Mas até Cristovam já não acredita que permanência de Dilma com um governo novo é a saída, como os senadores “independentes” propuseram a ela há três meses. Foram apresentadas pelo menos cinco sugestões polêmicas: a primeira é que Dilma deveria ser a Itamar Franco de Dilma, que saiu de um governo corrupto e deixou o país arrumado; a segunda seria vir a público, sem marketing e reconhecer os erros que cometeu tanto na campanha quando na gestão da política econômica; a terceira seria dizer que não é mais do PT, que agora é do partido do Brasil, assumir uma posição acima do PT; a quarta, casar a legalidade dela recuperando a legitimidade e para isso convida todas as pessoas para fazer parte do governo, inclusive da oposição e a quinta: dar mais apoio à Operação Lava-Jato.
Dilma ouviu calada. Só reclamou quando os senadores falaram da Lava-Jato. Disse que seu governo deixou a política e o Ministério Público trabalharem com independência na Lava-Jato.
Com o refluxo das conversas sobre o impeachment, o pano de fundo dos bastidores do Senado é a demissão do ministro da Fazenda, Joaquim Levy, considerada líquida e certa entre os líderes partidários. O antagonista, evidentemente, é o ex-presidente do Banco Central Henrique Meirelles o nome de Lula para o cargo. Quando a conversa sobre impeachment estava no auge, teve senador que diz ter ouvido de Meirelles que ele não estava interessado no cargo.

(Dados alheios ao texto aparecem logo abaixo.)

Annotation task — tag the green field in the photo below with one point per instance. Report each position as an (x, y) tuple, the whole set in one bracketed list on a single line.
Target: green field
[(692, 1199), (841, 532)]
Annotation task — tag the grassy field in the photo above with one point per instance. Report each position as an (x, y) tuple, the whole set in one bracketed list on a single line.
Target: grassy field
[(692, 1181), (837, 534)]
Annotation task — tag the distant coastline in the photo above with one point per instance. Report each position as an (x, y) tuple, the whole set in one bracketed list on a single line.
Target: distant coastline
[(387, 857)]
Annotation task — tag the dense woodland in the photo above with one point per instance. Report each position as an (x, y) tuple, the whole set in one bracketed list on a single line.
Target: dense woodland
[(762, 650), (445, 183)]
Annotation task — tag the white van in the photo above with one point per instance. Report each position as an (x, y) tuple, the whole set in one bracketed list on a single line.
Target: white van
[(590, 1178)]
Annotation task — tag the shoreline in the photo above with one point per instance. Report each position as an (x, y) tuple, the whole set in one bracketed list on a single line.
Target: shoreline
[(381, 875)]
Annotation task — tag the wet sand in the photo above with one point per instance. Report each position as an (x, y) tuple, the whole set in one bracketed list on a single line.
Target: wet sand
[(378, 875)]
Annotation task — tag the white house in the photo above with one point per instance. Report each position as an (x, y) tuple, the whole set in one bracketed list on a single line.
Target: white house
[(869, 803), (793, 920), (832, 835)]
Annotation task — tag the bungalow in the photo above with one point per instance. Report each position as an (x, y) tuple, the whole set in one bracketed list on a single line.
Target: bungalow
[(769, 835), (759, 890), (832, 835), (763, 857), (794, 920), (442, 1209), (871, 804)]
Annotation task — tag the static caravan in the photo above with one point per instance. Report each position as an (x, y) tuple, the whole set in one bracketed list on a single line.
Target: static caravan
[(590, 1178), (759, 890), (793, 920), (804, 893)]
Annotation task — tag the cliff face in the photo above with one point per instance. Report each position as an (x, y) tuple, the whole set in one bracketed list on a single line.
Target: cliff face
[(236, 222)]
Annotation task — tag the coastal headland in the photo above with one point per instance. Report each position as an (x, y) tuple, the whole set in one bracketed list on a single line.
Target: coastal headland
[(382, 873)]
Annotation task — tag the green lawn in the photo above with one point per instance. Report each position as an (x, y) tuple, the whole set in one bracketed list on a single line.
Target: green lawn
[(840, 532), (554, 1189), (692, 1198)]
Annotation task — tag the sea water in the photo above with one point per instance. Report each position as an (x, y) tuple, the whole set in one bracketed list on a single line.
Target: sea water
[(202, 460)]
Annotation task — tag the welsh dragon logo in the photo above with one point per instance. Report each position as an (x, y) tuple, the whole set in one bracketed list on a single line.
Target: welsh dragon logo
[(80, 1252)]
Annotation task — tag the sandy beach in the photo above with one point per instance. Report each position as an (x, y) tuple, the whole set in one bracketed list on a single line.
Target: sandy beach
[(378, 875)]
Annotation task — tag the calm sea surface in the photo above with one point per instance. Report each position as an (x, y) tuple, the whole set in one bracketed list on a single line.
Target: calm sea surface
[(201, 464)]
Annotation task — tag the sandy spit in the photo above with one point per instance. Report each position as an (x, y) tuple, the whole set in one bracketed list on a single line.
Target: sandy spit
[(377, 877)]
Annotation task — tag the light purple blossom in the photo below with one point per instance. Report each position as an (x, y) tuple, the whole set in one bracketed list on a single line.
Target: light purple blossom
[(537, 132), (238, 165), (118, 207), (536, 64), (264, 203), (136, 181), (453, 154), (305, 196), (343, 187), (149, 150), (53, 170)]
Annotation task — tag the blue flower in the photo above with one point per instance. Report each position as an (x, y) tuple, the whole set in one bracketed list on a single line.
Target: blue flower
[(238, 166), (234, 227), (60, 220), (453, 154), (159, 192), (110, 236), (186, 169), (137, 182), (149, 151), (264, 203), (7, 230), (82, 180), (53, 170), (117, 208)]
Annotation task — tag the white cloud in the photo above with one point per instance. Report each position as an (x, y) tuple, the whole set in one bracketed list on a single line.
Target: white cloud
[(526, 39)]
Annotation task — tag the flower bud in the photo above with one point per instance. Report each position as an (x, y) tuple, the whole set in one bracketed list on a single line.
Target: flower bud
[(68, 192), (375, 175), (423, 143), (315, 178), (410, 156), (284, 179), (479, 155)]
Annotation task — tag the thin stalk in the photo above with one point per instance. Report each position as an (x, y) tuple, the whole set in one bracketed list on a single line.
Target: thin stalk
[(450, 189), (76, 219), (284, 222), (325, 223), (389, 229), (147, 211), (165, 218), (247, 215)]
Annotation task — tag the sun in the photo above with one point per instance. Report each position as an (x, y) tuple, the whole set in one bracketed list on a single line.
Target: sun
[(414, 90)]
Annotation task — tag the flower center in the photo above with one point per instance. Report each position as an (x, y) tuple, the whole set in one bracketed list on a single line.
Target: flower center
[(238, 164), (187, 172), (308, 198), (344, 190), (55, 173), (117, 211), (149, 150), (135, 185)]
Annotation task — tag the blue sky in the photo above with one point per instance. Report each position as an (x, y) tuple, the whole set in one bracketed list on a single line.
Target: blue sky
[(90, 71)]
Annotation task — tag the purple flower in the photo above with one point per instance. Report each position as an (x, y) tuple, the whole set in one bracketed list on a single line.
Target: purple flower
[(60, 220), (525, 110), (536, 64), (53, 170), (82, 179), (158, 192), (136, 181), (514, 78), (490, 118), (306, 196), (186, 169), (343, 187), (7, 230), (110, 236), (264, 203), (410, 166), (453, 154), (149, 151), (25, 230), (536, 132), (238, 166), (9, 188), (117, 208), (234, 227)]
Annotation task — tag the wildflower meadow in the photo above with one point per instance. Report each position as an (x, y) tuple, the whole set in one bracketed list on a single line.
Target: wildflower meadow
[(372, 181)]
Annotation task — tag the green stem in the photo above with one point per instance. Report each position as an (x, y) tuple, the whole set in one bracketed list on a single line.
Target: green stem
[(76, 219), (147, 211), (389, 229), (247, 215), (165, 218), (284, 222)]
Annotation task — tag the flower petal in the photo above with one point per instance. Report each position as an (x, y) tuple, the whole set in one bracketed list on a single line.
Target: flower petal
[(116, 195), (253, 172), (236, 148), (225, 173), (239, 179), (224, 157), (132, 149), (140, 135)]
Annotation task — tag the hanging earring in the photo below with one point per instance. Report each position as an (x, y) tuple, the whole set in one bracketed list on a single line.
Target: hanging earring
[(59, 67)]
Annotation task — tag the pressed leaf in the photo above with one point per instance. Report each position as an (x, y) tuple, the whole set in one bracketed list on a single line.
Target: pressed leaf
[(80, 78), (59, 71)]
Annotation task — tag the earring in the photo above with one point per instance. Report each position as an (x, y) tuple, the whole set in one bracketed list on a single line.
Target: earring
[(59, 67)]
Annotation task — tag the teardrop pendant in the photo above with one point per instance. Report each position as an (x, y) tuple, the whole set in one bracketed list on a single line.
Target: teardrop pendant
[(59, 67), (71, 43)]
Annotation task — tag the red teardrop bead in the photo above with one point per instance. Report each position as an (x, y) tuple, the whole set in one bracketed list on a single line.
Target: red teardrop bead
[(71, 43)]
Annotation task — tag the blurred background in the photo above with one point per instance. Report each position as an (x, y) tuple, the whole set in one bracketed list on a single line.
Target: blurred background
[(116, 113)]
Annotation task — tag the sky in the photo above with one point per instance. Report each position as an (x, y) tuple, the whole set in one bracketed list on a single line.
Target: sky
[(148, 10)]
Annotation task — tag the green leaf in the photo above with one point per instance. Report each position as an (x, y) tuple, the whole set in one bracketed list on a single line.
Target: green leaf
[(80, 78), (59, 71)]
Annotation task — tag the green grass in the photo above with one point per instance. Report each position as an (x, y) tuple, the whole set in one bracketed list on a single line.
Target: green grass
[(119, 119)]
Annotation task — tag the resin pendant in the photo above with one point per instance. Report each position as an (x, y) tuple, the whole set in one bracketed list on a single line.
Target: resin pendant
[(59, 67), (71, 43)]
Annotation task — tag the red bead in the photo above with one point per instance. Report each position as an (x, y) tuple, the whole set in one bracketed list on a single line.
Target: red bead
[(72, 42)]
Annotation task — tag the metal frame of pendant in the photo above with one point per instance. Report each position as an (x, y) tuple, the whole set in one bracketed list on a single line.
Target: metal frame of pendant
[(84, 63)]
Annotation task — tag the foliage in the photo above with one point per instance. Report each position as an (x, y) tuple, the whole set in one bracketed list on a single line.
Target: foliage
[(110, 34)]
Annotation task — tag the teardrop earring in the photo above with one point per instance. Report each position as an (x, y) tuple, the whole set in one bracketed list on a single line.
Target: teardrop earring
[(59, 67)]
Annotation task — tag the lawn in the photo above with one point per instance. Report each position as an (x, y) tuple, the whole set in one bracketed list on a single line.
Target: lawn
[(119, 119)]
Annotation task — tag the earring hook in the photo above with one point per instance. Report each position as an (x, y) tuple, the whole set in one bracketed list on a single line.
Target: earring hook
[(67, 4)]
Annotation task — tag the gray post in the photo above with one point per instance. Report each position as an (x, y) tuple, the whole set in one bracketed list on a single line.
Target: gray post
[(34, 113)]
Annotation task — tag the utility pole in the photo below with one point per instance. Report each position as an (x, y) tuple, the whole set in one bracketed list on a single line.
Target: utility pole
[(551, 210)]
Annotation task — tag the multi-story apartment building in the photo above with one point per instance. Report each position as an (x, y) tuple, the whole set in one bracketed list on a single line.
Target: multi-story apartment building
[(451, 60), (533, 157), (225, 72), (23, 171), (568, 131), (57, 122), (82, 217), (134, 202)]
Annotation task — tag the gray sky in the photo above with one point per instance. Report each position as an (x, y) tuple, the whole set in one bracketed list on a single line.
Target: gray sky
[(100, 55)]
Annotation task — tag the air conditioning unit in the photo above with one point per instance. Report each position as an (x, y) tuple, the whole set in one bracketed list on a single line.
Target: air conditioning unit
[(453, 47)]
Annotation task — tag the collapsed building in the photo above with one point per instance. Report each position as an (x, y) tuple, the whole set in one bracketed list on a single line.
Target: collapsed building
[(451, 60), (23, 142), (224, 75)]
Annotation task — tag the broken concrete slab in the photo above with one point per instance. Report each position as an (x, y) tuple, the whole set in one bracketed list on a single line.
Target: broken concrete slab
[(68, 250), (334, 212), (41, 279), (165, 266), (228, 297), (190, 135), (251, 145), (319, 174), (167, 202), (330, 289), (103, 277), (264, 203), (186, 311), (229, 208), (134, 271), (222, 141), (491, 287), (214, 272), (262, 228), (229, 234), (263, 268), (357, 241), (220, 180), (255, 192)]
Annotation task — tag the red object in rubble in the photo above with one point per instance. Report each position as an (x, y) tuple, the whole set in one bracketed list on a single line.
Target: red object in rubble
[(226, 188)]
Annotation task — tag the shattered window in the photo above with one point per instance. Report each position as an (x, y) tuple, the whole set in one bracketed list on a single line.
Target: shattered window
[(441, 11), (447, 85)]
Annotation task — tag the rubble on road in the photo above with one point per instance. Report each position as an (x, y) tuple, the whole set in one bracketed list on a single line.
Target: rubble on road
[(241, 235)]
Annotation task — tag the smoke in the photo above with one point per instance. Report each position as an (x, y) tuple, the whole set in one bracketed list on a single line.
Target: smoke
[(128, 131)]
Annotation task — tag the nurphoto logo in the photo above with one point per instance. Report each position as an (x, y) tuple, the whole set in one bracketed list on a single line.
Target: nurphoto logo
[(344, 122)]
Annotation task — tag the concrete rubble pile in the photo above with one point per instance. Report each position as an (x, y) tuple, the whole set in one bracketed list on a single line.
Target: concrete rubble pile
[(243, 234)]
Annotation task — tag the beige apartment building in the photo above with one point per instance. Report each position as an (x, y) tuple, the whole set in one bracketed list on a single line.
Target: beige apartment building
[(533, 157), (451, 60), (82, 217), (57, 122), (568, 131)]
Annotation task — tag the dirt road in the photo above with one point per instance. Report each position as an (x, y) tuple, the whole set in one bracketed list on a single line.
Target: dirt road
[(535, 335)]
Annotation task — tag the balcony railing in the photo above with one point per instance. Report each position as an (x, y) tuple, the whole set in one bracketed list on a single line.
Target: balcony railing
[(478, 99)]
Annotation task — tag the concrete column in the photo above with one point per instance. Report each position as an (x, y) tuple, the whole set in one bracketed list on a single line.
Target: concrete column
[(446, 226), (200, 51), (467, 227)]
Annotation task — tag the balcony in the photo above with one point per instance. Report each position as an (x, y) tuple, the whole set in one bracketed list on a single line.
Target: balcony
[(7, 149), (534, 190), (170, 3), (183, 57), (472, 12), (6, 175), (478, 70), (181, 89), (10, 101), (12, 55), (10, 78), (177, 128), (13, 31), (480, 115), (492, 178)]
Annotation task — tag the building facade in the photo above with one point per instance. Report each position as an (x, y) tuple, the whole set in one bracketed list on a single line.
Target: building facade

Uma saída com Dilma na presidência, segundo senadores ouvidos pelo Valor, só teria viabilidade com Meirelles. Ainda assim não se sabe por quanto tempo. Dilma também não tem química com Meirelles. Mas isso, conta um senador que conhece bem os dois, Dilma é capaz de ceder, se concluir que esse é o preço a pagar para terminar seu mandato. No Senado, espera-se a saída de Levy em janeiro. O ministro parace cansado. Perguntaram a um senador como o ministro havia se saído no jantar de Euncío. O senador perguntou “que ministro?” O interlocutor insistiu: “O Levy não foi?” Resposta: “O Levy foi. O ministro da Fazenda, não”.